# Data Preprocessing

#### Table of Contents  
[GDN Data Preprocessing](#example)  
[NAB Data Preprocessing](#example)  
[Save Results](#example)  

In [1]:
import numpy as np
import pandas as pd
import re
from sklearn.preprocessing import MinMaxScaler

## GDN Data Preprocessing

GDN requires the following files:
1. **list.txt**: the feature names, one feature per line
2. **train.csv**: training data modeling normal behavior, no anomalies were present according to the paper
3. **test.csv**: test data.test.csv should have a column named "attack" which contains ground truth label(0/1) of being attacked or not(0: normal, 1: attacked)

In [2]:
train_df = pd.read_csv("train.csv")
test_df = pd.read_csv("test.csv")

In [3]:
train_df.head(n=5)

Unnamed: 0,EnvironmentID,Year,Month,Day,Hour,UserCount,SessionCount,Duration,InputOctet,OutputOctet,InputPacket,OutputPacket
0,0,2017,12,10,9,10,12,43,9357.0,6310.0,46,30
1,0,2017,12,10,9,6,7,38,6011.0,5163.0,27,27
2,0,2017,12,10,9,6,6,50,7973.0,7375.0,37,37
3,0,2017,12,10,9,5,5,28,1435.0,1313.296296,7,7
4,0,2017,12,10,10,4,4,42,2222.0,1011.217778,12,12


In [4]:
test_df.head(n=5)

Unnamed: 0,EnvironmentID,Year,Month,Day,Hour,UserCount,SessionCount,Duration,InputOctet,OutputOctet,InputPacket,OutputPacket
0,0,2017,12,10,9,10,13,39,7195.0,4435.166667,34,25
1,0,2017,12,10,9,14,15,104,20991.0,10631.666667,88,74
2,0,2017,12,10,9,8,8,81,15266.0,11901.217391,75,74
3,0,2017,12,10,9,6,6,42,9135.0,6474.139752,43,43
4,0,2017,12,10,10,6,6,43,8297.0,6401.6,42,41


The wifi data contains ata for each environment at 15 minute increments throughout the day.

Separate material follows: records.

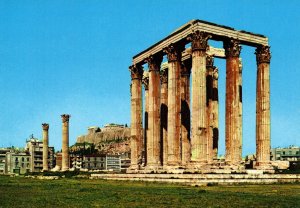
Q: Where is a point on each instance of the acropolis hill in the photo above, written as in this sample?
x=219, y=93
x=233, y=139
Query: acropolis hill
x=112, y=138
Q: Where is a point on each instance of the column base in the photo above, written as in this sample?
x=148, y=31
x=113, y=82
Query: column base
x=153, y=167
x=263, y=166
x=64, y=169
x=134, y=167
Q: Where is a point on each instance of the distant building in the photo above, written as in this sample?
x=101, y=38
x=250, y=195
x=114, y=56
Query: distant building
x=18, y=163
x=125, y=161
x=94, y=162
x=76, y=161
x=35, y=149
x=3, y=152
x=291, y=153
x=113, y=162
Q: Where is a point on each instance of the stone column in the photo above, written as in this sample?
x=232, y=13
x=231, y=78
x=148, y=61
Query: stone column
x=164, y=115
x=215, y=112
x=263, y=135
x=153, y=140
x=210, y=107
x=136, y=116
x=199, y=111
x=233, y=98
x=65, y=142
x=185, y=112
x=174, y=65
x=45, y=146
x=146, y=87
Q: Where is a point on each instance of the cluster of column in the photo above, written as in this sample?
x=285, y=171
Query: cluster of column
x=183, y=130
x=65, y=144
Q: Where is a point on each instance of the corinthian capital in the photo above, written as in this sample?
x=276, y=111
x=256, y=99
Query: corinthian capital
x=45, y=126
x=232, y=48
x=65, y=117
x=136, y=72
x=145, y=80
x=164, y=75
x=263, y=54
x=209, y=61
x=199, y=40
x=174, y=52
x=154, y=62
x=216, y=73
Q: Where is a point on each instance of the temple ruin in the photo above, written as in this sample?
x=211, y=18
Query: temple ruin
x=179, y=128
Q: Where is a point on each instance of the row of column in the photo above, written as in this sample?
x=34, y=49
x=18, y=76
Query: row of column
x=65, y=143
x=168, y=117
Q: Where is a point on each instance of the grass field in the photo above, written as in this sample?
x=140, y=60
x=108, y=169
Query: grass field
x=26, y=192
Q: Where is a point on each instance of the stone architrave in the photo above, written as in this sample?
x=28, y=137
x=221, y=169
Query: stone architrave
x=199, y=138
x=263, y=137
x=65, y=161
x=146, y=87
x=153, y=140
x=185, y=112
x=45, y=146
x=164, y=115
x=233, y=107
x=174, y=66
x=136, y=72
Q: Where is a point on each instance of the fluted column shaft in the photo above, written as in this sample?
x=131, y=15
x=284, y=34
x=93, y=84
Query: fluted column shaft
x=210, y=107
x=146, y=92
x=45, y=146
x=185, y=112
x=65, y=163
x=215, y=112
x=263, y=135
x=174, y=66
x=233, y=96
x=136, y=116
x=164, y=115
x=153, y=140
x=199, y=111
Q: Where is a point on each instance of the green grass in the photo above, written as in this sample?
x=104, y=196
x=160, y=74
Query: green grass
x=68, y=192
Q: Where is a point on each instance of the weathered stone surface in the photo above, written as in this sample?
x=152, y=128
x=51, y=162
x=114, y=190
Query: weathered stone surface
x=263, y=57
x=65, y=142
x=136, y=116
x=199, y=111
x=174, y=66
x=185, y=113
x=45, y=146
x=233, y=107
x=153, y=139
x=164, y=115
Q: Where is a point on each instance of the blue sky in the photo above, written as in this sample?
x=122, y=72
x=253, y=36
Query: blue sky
x=72, y=57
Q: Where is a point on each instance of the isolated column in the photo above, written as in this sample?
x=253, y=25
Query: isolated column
x=174, y=65
x=153, y=141
x=65, y=142
x=164, y=115
x=199, y=111
x=136, y=116
x=146, y=94
x=215, y=112
x=263, y=137
x=233, y=99
x=45, y=146
x=185, y=112
x=210, y=107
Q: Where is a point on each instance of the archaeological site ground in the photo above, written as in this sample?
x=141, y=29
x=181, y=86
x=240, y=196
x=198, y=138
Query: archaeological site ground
x=26, y=192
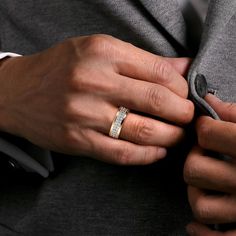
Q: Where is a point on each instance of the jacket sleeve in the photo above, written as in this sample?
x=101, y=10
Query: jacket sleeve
x=28, y=156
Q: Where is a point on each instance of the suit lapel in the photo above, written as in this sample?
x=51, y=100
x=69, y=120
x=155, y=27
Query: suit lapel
x=168, y=14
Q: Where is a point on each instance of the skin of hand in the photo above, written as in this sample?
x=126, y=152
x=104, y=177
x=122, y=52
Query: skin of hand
x=65, y=99
x=204, y=173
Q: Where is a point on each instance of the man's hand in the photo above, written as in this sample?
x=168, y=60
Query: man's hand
x=212, y=182
x=65, y=98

In order to represent this as time series data, we sort by Year, Month, Day, Hour and then randomize all the data samples that fall within that group. 

In [None]:
random_data = np.random.randint(1,100000,size=len(train_df))
train_df['random_numbers'] = random_data


print(train_df)

In [None]:
random_data = np.random.randint(1,100000,size=len(test_df))
test_df['random_numbers'] = random_data

print(df)

We are using Net2: AP Shutdown/Halt within the wifi dataset as our test data. Our Anomalous data is all in environment 3. Let's add the attack collumn for our test data

In [None]:
def fill_attack(row):
    if row["EnvironmentID"] == 3:
        return 1
    else:
        return 0

In [None]:
test_df['attack'] = test_df.apply(lambda x:fill_attack(x), axis=1)

In [None]:
test_df.loc[df['EnvironmentID'] == 3]

In [None]:
train_df = train_df.sort_values(by = ['Year', 'Month', "Day", "Hour", "random_numbers"])
test_df = test_df.sort_values(by = ['Year', 'Month', "Day", "Hour", "random_numbers"])

train_df.head(n=5)

In [27]:
train_df = train_df.drop(columns=['Year', 'Month', "Day", "Hour", "EnvironmentID", "random_numbers"])
test_df = test_df.drop(columns=['Year', 'Month', "Day", "Hour", "EnvironmentID", "random_numbers"])

In [28]:
train_df.head()

Unnamed: 0,UserCount,SessionCount,Duration,InputOctet,OutputOctet,InputPacket,OutputPacket
601,9,9,47,5167.0,2177.133333,20,12
3,5,5,28,1435.0,1313.296296,7,7
240,12,19,60,0.0,0.0,0,0
0,10,12,43,9357.0,6310.0,46,30
123,26,27,298,61246.0,88346.939782,291,347


These are the column names to be used in list.txt

In [None]:
train_df.columns

In [None]:
train_df.to_csv("train_preprocessed.csv")
test_df.to_csv("test_preprocessed.csv")

Train and test data must be normalized for better results

In [None]:
# max min(0-1)
def norm(train, test):

    normalizer = MinMaxScaler(feature_range=(0, 1)).fit(train) # scale training data to [0,1] range
    train_ret = normalizer.transform(train)
    test_ret = normalizer.transform(test)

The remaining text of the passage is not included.